8 - Je ne sais ce que va dire Mélenchon et je ne lui demande pas de me dire comment voter. Il n'a rien d'autre à faire, à mon avis, que d'user de son immense talent oratoire pour nous donner des raisons d'espérer. J'attends qu'il se rebelle contre ceux qui ont sciemment caricaturé sa pensée et ont voulu le faire passer pour un gourou. Je souhaite qu'il n'adopte pas la posture du vaincu mais celle d'un acteur toujours capable de bouleverser la donne politique sans s'en tenir aux échéances électorales immédiates. J'espère enfin qu'il continue d'aller au-delà de sa propre personne et redynamise les Insoumis.

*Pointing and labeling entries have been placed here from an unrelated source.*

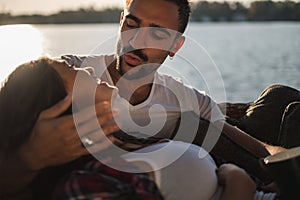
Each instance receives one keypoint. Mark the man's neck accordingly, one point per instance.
(126, 87)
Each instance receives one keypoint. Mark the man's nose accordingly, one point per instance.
(139, 39)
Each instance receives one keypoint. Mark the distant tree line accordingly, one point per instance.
(201, 11)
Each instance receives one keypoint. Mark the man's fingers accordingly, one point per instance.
(57, 109)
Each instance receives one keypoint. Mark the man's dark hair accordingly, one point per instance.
(184, 11)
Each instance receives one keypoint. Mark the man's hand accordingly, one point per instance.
(54, 140)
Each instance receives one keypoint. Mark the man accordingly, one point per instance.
(135, 64)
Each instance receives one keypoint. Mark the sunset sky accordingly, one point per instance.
(52, 6)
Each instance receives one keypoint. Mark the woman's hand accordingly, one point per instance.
(54, 140)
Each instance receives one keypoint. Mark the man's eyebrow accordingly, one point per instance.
(163, 29)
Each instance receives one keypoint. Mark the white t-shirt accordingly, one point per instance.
(169, 98)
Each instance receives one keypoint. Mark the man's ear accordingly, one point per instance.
(177, 45)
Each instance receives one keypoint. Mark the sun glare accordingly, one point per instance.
(18, 44)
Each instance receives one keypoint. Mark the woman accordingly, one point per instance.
(49, 81)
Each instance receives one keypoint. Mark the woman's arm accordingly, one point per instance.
(253, 145)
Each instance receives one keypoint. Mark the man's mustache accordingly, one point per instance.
(137, 52)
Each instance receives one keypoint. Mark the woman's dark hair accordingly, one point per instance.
(29, 89)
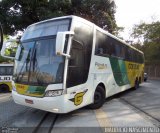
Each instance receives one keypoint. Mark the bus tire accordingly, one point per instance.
(99, 98)
(4, 88)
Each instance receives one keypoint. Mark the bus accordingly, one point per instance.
(66, 63)
(6, 72)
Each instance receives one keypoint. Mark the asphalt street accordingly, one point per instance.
(132, 108)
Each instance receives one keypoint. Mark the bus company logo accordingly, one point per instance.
(133, 66)
(5, 78)
(101, 66)
(78, 98)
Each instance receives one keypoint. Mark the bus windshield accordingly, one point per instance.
(37, 64)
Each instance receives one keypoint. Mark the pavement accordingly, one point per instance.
(132, 108)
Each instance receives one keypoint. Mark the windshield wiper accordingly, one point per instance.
(25, 62)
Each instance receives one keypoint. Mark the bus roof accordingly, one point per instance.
(76, 17)
(6, 64)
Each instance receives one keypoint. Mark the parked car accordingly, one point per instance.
(145, 77)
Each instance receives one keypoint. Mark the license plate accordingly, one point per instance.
(29, 101)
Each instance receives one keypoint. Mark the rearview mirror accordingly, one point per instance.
(60, 42)
(1, 37)
(9, 49)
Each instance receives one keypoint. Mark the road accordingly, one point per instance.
(132, 108)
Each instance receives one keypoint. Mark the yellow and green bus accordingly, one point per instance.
(66, 63)
(6, 72)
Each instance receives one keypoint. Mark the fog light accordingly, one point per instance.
(55, 110)
(53, 93)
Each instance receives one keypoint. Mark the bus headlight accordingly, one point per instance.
(53, 93)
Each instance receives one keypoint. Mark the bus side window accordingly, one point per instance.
(102, 44)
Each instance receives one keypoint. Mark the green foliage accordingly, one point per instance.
(18, 14)
(150, 34)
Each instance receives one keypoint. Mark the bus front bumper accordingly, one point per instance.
(50, 104)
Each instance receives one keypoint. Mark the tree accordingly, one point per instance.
(150, 34)
(16, 15)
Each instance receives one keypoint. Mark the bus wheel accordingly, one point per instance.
(99, 98)
(4, 88)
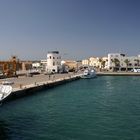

9 - Mélenchon n'est ni Jospin ni Fillon : il n'a pas à se retirer de la vie politique. Sa chance est d'avoir atteint l'âge où il n'est plus question de faire carrière. Par contre, je lui reprocherais de nous priver de son apport s'il venait à prendre du champ, à s'éloigner de ceux qu'il a su motiver. Il ne peut laisser ses soutiens seuls, perdus au milieu du gué.

10 - Mélenchon peut nous aider à dépasser Mélenchon. Il a fait « le job ». Il ne s'agit pas de le remplacer mais bien de lui donner une suite. Tant qu'il en aura la force, il lui faut travailler à améliorer encore le contenu d'une politique qui est promise au succès parce qu'elle s'appuie sur l'analyse implacable d'une réalité qui déborde la France et pourtant la menace. Voter Macron serait confondre le remède et le mal. C'est le capitalisme qui génère la réaction ultra nationaliste. Il y a ceux qui s'inclinent devant les conséquences d'un système électoral présidentialiste pervers et ceux qui se refusent à baisser les bras ? J'en suis. Une défaite qui n'en est pas une peut être surmontée.